15. A process for producing a composition comprising:

(a) providing a polyurethane prepolymer comprising a reaction product of at least one polyol and at least one isocyanate;

(b) extruding a mixture of the polyurethane prepolymer and a dried particulate by-product of starch fermentation of a grain to provide an extrudate; and

(c) molding the extrudate of step (b) to form the composition, wherein the by-product is present in an amount between about 20 and 90% by weight of the composition.

16. The process of claim 15, wherein the extrudate of step (b) is compression molded in step (d).

17. A composition produced by the process of claim 15.

18. The composition of claim 17, wherein the composition is formed as a product selected from the group consisting of a piece of furniture, a tray, a sheet, and a container.

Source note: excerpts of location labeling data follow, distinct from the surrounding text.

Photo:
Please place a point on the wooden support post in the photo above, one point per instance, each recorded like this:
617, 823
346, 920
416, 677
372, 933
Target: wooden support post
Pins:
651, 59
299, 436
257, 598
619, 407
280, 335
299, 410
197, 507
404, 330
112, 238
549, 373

19. A process for producing a composition comprising:

(a) providing a polyurethane prepolymer comprising a reaction product of at least one polyol and at least one isocyanate;

(b) providing natural fibers;

(c) extruding a mixture of the polyurethane prepolymer, the natural fibers, and a dried particulate by-product of starch fermentation of a grain to provide an extrudate; and

(d) molding the extrudate of step (b) to form the composition, wherein the by-product is present in an amount between about 20 and 90% by weight of the composition.

20. The process of claim 19, wherein the extrudate of step (b) is compression molded in step (d).

21. The process of claim 19, wherein the extrudate of step (b) is injection molded in step (d).

22. A composition produced by the process of claim 19.

23. The composition of claim 22, wherein the composition is formed as a product selected from the group consisting of a piece of furniture, a tray, a sheet, and a container.